Stellantis: Nardi-Serracchiani, su automotive incontreremo Fiom e altri sindacati. Si dimenticano però che le decisioni le prenderanno a Parigi
“Convocheremo la Fiom per un incontro sui problemi dell’automotive anche alla luce della fusione Psa-Fca e della nascita della nuova multinazionale Stellantis”. Lo annunciano la presidente della commissione Attività produttive della Camera, Martina Nardi, e la presidente della commissione Lavoro della Camera Debora Serracchiani, a fronte del segretario nazionale Fiom Cgil che lamenta un mancato incontro con il Governo.

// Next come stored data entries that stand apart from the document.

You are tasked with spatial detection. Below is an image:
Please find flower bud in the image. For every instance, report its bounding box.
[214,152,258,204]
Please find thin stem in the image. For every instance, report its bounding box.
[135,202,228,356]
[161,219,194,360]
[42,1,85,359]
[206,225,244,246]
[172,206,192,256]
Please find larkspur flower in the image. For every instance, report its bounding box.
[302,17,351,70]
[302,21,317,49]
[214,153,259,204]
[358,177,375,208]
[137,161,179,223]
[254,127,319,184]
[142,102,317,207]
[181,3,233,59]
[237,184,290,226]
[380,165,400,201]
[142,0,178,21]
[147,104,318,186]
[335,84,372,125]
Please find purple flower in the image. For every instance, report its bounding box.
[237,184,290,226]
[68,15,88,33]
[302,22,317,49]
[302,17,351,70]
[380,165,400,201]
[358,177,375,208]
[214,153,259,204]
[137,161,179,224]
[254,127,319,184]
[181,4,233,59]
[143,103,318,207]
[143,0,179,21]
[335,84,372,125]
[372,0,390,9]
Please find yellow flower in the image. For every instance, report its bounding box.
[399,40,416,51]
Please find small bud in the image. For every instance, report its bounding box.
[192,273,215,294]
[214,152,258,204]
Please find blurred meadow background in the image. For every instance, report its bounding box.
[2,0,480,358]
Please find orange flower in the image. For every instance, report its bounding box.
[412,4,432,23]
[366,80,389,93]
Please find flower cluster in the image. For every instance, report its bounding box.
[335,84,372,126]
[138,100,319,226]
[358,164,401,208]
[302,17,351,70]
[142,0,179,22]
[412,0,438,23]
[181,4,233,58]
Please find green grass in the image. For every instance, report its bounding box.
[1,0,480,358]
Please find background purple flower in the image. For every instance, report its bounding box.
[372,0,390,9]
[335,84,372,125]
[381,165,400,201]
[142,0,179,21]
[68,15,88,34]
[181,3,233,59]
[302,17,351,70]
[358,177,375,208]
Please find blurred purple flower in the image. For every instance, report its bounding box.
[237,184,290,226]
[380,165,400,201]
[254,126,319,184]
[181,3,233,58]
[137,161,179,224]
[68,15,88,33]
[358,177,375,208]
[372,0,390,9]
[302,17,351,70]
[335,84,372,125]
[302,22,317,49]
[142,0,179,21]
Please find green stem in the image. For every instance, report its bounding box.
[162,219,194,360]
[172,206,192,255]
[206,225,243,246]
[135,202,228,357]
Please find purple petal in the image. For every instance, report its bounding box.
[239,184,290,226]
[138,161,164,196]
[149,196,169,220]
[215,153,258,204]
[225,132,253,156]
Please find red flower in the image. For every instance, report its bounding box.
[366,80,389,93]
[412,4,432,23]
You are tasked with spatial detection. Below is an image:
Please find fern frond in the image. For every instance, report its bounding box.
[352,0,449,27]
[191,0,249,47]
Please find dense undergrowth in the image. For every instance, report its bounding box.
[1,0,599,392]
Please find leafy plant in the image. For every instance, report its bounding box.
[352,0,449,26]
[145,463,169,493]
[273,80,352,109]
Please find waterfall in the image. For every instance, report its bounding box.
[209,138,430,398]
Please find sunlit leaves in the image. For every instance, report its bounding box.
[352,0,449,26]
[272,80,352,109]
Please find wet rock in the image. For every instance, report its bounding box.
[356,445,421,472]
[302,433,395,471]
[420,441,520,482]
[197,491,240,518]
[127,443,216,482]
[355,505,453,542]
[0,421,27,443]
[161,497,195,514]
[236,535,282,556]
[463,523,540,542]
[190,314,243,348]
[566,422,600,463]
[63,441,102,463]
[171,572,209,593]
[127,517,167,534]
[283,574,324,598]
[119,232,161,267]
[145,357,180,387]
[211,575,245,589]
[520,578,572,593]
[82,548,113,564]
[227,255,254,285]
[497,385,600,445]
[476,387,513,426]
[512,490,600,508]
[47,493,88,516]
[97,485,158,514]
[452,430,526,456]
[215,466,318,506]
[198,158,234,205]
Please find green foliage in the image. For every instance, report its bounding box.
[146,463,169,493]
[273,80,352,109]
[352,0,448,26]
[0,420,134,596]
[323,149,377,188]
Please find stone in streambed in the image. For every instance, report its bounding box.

“La creazione di una grande azienda automobilistica franco-italiana – spiegano le parlamentari dem – pone questioni che vanno affrontate subito e su cui ci confronteremo con la Fiom-Cgil e con gli altri sindacati dei lavoratori metalmeccanici. Se da una parte questa nuova realtà industriale transnazionale ha in sè grandi potenzialità di crescita, dall’altra ci impone la massima attenzione affinché nè i livelli produttivi nè occupazionali, sia diretti che indiretti, siano ridotti. E’ necessario che siano adeguatamente messe a frutto le capacità e le professionalità del settore metalmeccanico che in Italia ha elevate e diffuse eccellenze”.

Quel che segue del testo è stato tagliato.